Lolita wrote:Naturally I am facing some conflicts. What will my family think, how will I unlearn the teachings of Catholicism and how can I transition into it.
I went through a little of this too, particularly in the "What will my family think?" category. I was absolutely terrified that my wife would suddenly leave me and my kids would grow up thinking I was some sort of devil-worshipper, but that hasn't happened... and I've realized that, at least in my experience, what I think
is going to happen is almost always worse than what will really
I did read the article about the Dalai Lama's opposition to conversion http://www.persecution.org/2013/02/08/d ... hristians/
and it has caused some confusion within me. Nevertheless, I have been taking small steps to learn the practices but I am having difficulty doing it on my own.

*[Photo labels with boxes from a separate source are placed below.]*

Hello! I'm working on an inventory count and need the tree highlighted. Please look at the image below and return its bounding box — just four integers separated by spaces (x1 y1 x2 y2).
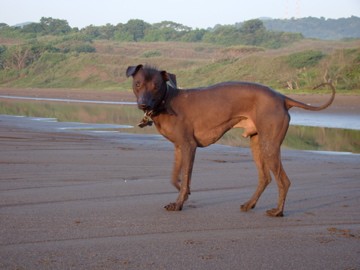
40 17 71 35
124 19 151 41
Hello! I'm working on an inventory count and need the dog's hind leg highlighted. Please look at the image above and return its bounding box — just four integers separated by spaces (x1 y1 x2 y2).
240 134 271 211
266 152 290 217
261 116 291 217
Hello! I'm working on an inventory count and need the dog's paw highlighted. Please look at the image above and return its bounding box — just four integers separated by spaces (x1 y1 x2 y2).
164 203 182 211
240 202 256 212
266 208 284 217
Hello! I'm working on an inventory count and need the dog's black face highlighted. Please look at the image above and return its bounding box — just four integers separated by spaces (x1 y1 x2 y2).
126 65 169 116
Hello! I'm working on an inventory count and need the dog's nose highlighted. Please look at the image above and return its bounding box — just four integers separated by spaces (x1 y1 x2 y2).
139 103 149 110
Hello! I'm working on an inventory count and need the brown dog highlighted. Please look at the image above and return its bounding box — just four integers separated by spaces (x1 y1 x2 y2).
126 65 335 216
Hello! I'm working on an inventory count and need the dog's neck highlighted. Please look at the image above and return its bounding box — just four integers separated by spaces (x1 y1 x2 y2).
138 81 179 128
153 80 179 116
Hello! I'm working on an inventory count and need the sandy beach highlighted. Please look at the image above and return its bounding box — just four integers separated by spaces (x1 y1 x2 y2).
0 88 360 269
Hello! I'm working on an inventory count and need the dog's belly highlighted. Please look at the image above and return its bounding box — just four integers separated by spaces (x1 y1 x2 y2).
233 118 257 138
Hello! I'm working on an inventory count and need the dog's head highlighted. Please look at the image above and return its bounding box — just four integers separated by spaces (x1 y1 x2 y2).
126 65 176 116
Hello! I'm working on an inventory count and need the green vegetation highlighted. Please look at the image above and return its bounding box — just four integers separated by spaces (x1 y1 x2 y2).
0 18 360 91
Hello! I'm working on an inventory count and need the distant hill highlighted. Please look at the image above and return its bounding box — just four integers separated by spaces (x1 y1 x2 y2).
262 16 360 40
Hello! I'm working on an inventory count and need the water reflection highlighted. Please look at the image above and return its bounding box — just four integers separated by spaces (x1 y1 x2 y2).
0 100 360 153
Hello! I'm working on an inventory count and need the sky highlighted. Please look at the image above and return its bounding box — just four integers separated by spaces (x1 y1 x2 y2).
0 0 360 29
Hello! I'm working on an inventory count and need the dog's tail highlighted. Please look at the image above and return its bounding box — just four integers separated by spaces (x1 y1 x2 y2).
285 82 335 111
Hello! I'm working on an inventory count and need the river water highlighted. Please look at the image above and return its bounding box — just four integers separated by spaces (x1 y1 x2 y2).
0 96 360 153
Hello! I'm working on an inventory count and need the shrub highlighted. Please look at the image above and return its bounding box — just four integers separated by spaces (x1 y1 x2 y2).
287 50 325 68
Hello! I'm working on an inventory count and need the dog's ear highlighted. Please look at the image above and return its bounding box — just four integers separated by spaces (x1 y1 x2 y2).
126 65 143 77
168 73 177 87
160 70 177 87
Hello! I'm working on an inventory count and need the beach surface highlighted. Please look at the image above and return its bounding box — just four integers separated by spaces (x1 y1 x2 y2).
0 88 360 269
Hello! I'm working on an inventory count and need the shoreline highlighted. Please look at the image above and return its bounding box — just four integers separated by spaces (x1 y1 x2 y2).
0 116 360 270
0 88 360 115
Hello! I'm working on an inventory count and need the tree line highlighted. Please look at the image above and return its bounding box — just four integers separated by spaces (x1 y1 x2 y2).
0 17 303 48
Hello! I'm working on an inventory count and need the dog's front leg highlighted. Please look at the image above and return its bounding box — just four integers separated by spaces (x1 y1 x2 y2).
165 143 196 211
171 145 182 191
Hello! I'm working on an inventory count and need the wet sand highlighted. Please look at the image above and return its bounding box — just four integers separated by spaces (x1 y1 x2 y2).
0 116 360 269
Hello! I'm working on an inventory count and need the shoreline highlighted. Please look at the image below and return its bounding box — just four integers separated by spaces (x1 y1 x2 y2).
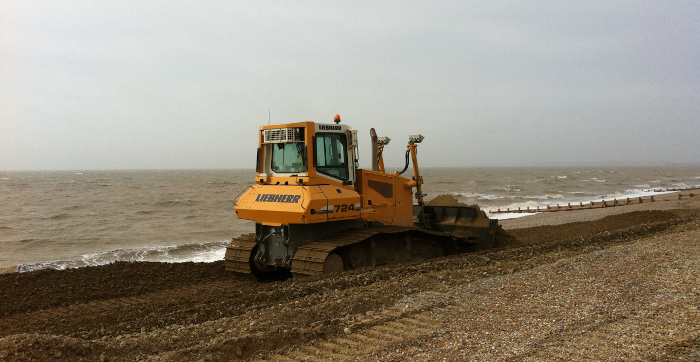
498 189 700 230
0 198 700 361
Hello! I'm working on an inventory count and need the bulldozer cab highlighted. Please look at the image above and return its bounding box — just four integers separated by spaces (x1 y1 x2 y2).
256 122 357 189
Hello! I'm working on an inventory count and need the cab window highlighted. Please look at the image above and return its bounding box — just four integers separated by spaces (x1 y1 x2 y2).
316 133 348 180
272 142 306 173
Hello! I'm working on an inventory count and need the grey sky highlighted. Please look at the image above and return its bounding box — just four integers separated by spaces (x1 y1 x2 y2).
0 1 700 170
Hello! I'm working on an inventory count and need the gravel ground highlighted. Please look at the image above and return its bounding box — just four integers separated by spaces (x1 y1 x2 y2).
376 230 700 361
0 200 700 361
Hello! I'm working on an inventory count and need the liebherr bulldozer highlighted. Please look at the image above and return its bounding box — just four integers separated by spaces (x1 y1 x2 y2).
225 115 498 279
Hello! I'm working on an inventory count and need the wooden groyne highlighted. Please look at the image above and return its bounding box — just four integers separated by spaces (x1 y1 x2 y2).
491 186 700 214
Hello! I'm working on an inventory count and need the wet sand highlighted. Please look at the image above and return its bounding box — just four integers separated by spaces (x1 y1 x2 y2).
0 199 700 361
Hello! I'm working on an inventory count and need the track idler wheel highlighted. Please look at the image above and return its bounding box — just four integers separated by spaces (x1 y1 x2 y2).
249 245 292 281
323 254 344 274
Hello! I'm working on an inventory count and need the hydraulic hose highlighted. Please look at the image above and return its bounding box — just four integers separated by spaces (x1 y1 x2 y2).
399 147 411 175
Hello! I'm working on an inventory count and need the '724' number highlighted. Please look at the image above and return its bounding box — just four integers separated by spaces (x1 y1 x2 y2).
333 204 355 212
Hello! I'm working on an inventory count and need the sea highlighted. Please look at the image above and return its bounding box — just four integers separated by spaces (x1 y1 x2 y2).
0 165 700 272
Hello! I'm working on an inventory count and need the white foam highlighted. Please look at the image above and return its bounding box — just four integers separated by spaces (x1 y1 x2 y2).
17 240 230 273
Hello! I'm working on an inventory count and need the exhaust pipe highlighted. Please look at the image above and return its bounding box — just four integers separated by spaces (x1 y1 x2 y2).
369 128 379 171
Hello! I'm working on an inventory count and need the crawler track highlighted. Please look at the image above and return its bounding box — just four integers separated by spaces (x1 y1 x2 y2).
224 226 479 277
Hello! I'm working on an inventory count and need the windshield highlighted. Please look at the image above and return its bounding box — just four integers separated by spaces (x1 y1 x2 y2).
272 142 306 173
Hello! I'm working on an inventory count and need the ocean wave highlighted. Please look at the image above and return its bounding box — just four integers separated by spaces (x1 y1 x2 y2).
497 185 521 192
17 240 230 273
523 194 564 200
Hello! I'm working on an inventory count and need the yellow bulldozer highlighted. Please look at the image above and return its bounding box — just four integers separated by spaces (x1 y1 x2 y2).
225 115 498 279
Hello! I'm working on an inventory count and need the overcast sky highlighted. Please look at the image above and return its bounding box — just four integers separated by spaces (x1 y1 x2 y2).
0 0 700 170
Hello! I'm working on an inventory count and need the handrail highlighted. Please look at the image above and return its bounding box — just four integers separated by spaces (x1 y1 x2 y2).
233 185 253 206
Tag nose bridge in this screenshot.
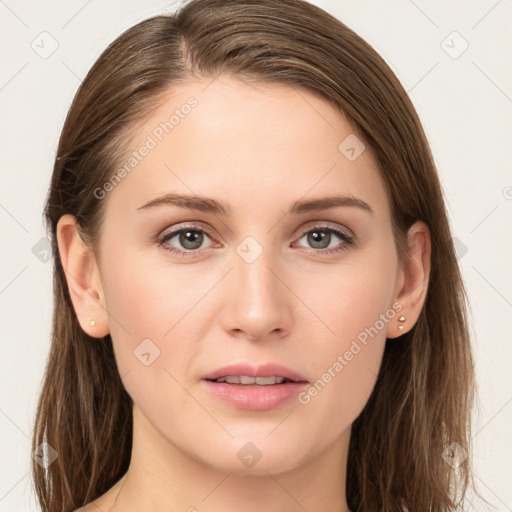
[224,237,292,339]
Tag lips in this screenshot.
[201,363,308,411]
[203,363,308,384]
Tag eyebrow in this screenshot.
[137,194,374,216]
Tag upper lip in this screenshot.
[203,363,308,382]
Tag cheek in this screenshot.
[299,250,397,424]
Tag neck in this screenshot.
[110,406,350,512]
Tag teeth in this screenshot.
[215,375,284,386]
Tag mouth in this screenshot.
[206,375,306,386]
[201,364,309,411]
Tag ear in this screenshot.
[386,221,431,338]
[57,214,109,338]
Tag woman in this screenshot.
[33,0,474,512]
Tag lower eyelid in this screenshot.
[158,225,354,256]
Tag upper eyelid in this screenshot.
[158,220,355,243]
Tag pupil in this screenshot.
[180,231,203,249]
[308,231,331,249]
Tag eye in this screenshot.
[299,226,354,254]
[158,224,215,256]
[157,224,355,257]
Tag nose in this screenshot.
[221,246,297,341]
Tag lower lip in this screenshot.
[201,380,308,411]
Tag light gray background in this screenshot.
[0,0,512,511]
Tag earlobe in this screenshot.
[57,214,109,338]
[386,221,431,338]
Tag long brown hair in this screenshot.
[32,0,475,512]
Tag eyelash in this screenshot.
[157,223,355,257]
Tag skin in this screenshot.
[57,76,430,512]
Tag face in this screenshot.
[94,76,400,474]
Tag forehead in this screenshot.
[102,76,388,220]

I wouldn't worry too much about that article, quite frankly.
That said, I agree with the everything I've seen/heard from the Dalai Lama on conversion and think that it isn't a bad idea to explore your own tradition more fully before jumping over to something new -- sort of the "grass is greener on the other side of the fence" thing. Or that is how I take it, anyway.
Lolita wrote:What do you all suggest I do as I am self teaching?

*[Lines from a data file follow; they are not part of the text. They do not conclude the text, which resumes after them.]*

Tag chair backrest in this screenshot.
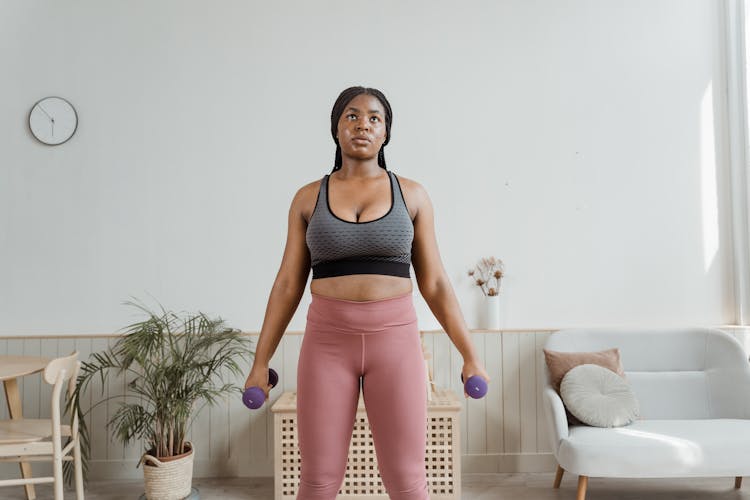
[44,351,78,385]
[545,327,750,419]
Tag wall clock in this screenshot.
[29,97,78,146]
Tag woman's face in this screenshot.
[337,94,386,159]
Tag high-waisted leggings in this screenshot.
[297,292,429,500]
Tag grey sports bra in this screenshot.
[305,170,414,279]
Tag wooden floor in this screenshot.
[0,473,750,500]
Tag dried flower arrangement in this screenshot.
[469,257,504,297]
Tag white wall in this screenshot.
[0,0,733,335]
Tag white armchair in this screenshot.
[544,328,750,500]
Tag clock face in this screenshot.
[29,97,78,146]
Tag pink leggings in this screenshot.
[297,292,429,500]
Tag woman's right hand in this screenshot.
[245,367,271,404]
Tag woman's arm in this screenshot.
[245,183,316,395]
[408,181,490,394]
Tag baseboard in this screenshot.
[0,453,557,481]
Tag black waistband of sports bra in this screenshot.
[312,260,410,279]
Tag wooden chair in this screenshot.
[0,352,83,500]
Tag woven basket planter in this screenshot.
[141,442,195,500]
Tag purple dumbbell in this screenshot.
[461,375,487,399]
[242,368,279,410]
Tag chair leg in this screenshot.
[73,434,83,500]
[576,476,589,500]
[553,465,565,488]
[52,452,64,500]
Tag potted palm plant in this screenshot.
[65,302,254,500]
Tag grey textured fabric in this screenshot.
[305,171,414,279]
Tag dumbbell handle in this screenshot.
[242,368,279,410]
[461,374,487,399]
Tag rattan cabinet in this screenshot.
[271,388,461,500]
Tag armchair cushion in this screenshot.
[560,364,638,427]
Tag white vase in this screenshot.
[484,295,500,330]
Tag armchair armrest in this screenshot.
[543,387,568,456]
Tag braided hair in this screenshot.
[331,87,393,172]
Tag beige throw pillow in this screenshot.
[543,347,625,425]
[544,347,625,394]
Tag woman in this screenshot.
[245,87,489,500]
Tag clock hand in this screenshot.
[39,104,55,122]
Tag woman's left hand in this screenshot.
[461,361,490,398]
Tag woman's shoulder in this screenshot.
[393,172,427,220]
[292,175,323,221]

My practice is mostly grounded in the Theravada tradition, but I would suggest reading Dharma texts from people who, like you, had to move out of their comfort zone in order to get involved with Buddhist practice. I would also seriously look at reading Living Buddha, Living Christ
by Thich Nhat Hanh (or others of his works). His writing style is very simple, but the content is still very deep and thought-provoking.
In the end, do not be afraid to look at texts written or translated by monks and nuns from other traditions than the one that is your "home base." It can often be very rewarding.
Lolita wrote:I have prepared a home altar but it is still minimal.
Just my two-cents -- keep it that way. Minimal is not bad.
Perhaps I'll post a picture sometime [when I'm not at work] of my home shrine.
Lolita wrote:So far I have only used online sources to help me, such as chanting audio, meditation, and prayers. I would like to develop a routine, but I feel lost.
I modeled my morning and evening puja readings after the chanting from Wat Metta in California, a Theravada "Forest" tradition. Depending on what specific Mahayana tradition you are most focused on, it could be compatible for you.https://docs.google.com/document/d/1p2Q ... YwUNc/edit
May your practice be fruitful! Be well!